Predictive Processing: one theory to rule them all…

After discussing some of the basic concepts behind the Predictive Processing (PP) framework, it’s time to explore why I think it was worth the effort. In short, the explanatory power that PP seems to have is, as far as I can tell, unprecedented in neuroscience. No theory that I’ve been exposed to has ever managed to get close to the width and depth encompassed by the PP proposal. One way to see why is to concentrate on one key element and briefly mention some of the phenomena it might explain. My choice is precision weighting (PW), a mechanism that suggests many possible implications. In this post, I will explore the ones that I find more striking.

[Note: this post is part of a series inspired by Andy Clark’s “Surfing Uncertainty” book. For a general introduction to the Predictive Brain idea, see this post and the literature cited therein. The concept of precision weighting and how it fits in the PP framework is discussed in a previous post.]

Many illusions can be explained in terms of PP. Image adapted from Flikr by Robson# CC BY 2.0

A short recap: when a sensory stimulus is transduced (collected and transformed in a nervous signal), PP hypothesises that it will reach a sequence of neural layers, each busy producing predictions that try to match the signal arriving from the layer below. [In this convention, lower levels are those situated closer to sensory organs.] Each layer will issue a prediction to the layer below, and will concurrently match the prediction it receives from above with the incoming signal from below.

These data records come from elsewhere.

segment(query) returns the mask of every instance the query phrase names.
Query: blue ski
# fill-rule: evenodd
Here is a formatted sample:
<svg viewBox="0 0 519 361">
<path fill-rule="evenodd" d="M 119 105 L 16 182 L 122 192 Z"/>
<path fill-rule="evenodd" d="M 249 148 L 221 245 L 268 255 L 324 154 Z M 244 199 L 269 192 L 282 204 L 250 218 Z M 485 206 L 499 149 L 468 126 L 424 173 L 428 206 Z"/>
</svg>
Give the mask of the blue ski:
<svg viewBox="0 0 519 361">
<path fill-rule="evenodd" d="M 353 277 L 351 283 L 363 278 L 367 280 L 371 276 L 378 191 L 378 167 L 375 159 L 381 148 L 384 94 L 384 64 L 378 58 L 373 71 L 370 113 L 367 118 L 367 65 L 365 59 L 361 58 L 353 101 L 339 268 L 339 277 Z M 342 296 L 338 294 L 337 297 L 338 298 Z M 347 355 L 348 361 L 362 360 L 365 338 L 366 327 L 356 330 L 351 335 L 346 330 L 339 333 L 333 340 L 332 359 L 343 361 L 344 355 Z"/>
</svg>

The matching will result in a “difference” signal (or, better, an Error Signal – ES) which is presumed to be the main/only signal that a given layer will send upwards. The ES thus carries upwards only the information that could not be predicted, or, if you prefer, only the surprising and newsworthy elements of the original raw sensory stimuli. We have explored before two additional ingredients:

  1. For such a system to work, it is necessary that whenever a signal passes from one layer to the other, it must carry some information about its expected precision/confidence. [We have also seen why it is reasonable to conflate precision and confidence into one single “measure”.] PW allows a given layer to dynamically give more importance to the error/sensory signal arriving from below or to the prediction issued from above. It is generally assumed that precision/confidence information is encoded as the gain (strength) of a given signal.
  2. Such an architecture is proposed to continue uninterrupted from layers that deal with sensory information, all the way to layers that are concerned with action selection and control. In this latter case, the ES will (or might) also be used to control muscles/effectors. Reducing the confidence (gain) of motor-related prediction signals will thus allow to “plan” actions, without triggering actual movements.

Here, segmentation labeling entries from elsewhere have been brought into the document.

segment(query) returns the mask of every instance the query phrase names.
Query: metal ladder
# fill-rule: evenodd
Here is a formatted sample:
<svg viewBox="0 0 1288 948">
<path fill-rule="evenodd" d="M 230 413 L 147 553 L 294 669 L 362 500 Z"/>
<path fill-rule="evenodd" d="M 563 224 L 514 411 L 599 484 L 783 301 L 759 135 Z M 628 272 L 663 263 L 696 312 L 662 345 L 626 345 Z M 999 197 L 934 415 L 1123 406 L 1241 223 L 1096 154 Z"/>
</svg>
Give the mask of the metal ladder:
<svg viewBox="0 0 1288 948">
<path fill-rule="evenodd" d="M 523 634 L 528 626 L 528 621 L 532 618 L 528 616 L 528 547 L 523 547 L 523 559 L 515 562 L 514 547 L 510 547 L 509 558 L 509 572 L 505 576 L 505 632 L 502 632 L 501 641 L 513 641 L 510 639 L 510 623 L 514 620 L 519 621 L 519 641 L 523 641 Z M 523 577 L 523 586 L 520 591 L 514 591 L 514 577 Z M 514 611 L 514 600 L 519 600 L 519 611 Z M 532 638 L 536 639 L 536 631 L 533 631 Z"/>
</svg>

We have also seen before that, at levels concerned with integrating information coming from different senses, PW becomes important to deal with possible conflicts. For example, when watching TV, sounds will not seem to come from the TV speakers, but from the images themselves, as visual stimuli come with much higher spatial precision than acoustic ones. Thus, PW proposes to explain how sensory stimuli can be integrated, as well as why and how a perfect matching isn’t required.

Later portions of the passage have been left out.